Puis, le 3 octobre 1938 arriva. Jésus l’avait prévenue qu’à
cette date, elle vivrait les souffrances de la Passion, de midi à 15 heures.
A l’heure indiquée, tout le monde était là: Maria Ana, la
mère; Deolinda, la sœur; le Père Pinho, sj, son directeur spirituel, et quelques
autres personnes de la famille.
A la suite du saut par la fenêtre, Alexandrina ne pouvait
plus se mouvoir seule; il lui fallait de l’aide, à chaque fois qu’elle voulait
faire le moindre déplacement dans son lit. Le 3 octobre, elle n’eut besoin de
personne. Tous les gestes et parcours de la Passion, elle les accomplit toute
seule, s’agenouillant au Jardin des Oliviers; présentant les mains aux soldats
qui y sont venus la chercher; transportant la croix et tombant sous celle-ci; se
couchant sur elle pour y être clouée. Tous les moindres détails de la Passion de
Jésus se sont ainsi déroulés devant les yeux des assistants en larmes et remplis
de crainte. Au cours du chemin vers le Calvaire, Alexandrina aperçut celle
qu’elle appelait sa sœur spirituelle et dont c’était la fête: sainte Thérèse de
l’Enfant-Jésus. Mais écoutons-la:
“Midi sonné, Jésus est venu m’inviter:
Voilà, ma fille, le Jardin des Oliviers est prêt, ainsi
que le Calvaire. Acceptes-tu?
J’ai senti que Jésus, pour quelque temps, m’accompagna sur
le chemin du Calvaire. Ensuite, je me suis sentie seule. Je le voyais là-haut,
grandeur nature, cloué sur la Croix.
J’ai cheminé sans le perdre de vue: je devais arriver près
de Lui.
J’ai vu deux fois sainte Thérèse:la première fois à la porte du Carmel, dans sa tenue, entre
deux autres sœurs, puis entourée de roses et recouverte d’un manteau céleste.

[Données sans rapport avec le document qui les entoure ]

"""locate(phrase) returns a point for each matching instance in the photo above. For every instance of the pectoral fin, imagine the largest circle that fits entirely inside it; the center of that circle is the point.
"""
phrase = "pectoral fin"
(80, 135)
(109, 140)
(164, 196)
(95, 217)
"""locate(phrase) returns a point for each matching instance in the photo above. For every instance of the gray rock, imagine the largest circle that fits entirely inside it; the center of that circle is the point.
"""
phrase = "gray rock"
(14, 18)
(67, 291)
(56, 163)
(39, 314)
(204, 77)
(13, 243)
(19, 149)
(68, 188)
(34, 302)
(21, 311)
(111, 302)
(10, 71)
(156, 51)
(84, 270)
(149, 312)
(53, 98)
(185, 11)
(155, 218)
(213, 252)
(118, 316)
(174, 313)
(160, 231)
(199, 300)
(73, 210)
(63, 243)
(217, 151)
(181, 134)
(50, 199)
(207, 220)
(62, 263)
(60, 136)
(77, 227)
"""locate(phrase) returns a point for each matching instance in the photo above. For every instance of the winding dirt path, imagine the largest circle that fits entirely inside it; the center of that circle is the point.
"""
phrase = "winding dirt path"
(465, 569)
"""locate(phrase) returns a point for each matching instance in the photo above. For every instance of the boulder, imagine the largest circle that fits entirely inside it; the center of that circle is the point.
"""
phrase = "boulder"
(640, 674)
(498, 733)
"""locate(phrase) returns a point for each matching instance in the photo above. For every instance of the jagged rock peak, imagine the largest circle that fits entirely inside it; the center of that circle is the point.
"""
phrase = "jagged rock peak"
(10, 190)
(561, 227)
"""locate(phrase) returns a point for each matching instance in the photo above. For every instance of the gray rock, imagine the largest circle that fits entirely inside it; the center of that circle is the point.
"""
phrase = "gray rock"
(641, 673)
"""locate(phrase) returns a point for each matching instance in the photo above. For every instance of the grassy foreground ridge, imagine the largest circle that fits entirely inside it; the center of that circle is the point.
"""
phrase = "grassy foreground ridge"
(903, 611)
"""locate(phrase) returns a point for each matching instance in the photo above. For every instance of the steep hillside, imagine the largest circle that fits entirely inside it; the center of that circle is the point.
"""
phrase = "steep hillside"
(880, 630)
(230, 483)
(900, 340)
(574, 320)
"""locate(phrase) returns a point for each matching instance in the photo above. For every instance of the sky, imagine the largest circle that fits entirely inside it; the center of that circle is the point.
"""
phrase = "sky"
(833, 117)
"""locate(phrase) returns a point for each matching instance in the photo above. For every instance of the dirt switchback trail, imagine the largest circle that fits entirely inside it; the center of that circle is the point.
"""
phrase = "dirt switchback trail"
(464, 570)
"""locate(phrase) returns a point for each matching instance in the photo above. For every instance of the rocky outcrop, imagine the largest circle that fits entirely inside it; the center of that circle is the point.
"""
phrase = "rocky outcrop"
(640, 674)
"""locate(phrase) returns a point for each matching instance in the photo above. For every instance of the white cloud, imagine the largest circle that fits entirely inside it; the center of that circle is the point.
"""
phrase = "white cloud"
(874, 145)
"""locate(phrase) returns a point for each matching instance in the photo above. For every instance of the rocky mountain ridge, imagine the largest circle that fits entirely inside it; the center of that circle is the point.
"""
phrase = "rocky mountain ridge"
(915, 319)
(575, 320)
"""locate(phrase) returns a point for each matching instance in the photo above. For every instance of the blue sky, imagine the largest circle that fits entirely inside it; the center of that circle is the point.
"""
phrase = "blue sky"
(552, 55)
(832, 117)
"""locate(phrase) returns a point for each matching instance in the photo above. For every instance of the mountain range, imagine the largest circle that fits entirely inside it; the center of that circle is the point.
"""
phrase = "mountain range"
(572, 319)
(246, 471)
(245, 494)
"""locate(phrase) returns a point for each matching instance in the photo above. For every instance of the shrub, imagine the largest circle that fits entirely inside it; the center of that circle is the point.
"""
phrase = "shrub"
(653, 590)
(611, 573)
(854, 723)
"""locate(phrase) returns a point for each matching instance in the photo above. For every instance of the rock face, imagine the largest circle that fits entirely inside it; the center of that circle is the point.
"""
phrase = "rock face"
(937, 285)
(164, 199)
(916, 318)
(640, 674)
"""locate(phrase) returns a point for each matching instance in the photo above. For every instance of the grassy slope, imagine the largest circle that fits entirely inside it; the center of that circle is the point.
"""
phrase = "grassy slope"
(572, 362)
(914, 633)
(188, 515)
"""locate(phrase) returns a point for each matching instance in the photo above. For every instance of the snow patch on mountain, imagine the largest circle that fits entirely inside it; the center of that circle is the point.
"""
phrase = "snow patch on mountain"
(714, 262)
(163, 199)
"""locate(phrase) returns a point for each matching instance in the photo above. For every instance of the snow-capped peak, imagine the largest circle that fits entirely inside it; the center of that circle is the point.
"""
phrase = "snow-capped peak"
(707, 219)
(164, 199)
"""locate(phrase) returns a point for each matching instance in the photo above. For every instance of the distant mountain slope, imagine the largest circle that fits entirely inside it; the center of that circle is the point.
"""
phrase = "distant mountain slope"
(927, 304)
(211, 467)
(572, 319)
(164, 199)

A la suite du phénomène de la passion, le Père Mariano Pinho
écrivit, pour la première fois au Saint-Père, pour lui demander la consécration
du monde au Cœur Immaculé de Marie. Il lui expliqua ce qui se passait à Balasar.
Après cette lettre, une deuxième enquête fut diligentée,
cette fois-ci par le Saint-Siège, à partir du 5 janvier 1939. Elle fut conduite
par le chanoine Vilar, professeur au Sacré Collège de Rome, qui assista au
phénomène de la passion et repartit très bien impressionné. Il devait mourir
quelques mois plus tard d’un cancer, en offrant sa vie pour le succès de la
consécration du monde à Marie.
Elle dû encore subir un examen médical approfondi, demandé
par l’autorité ecclésiastique, car, depuis sa première crucifixion, Alexandrina
ne s’alimentait plus. Seule la Communion quotidienne était son aliment.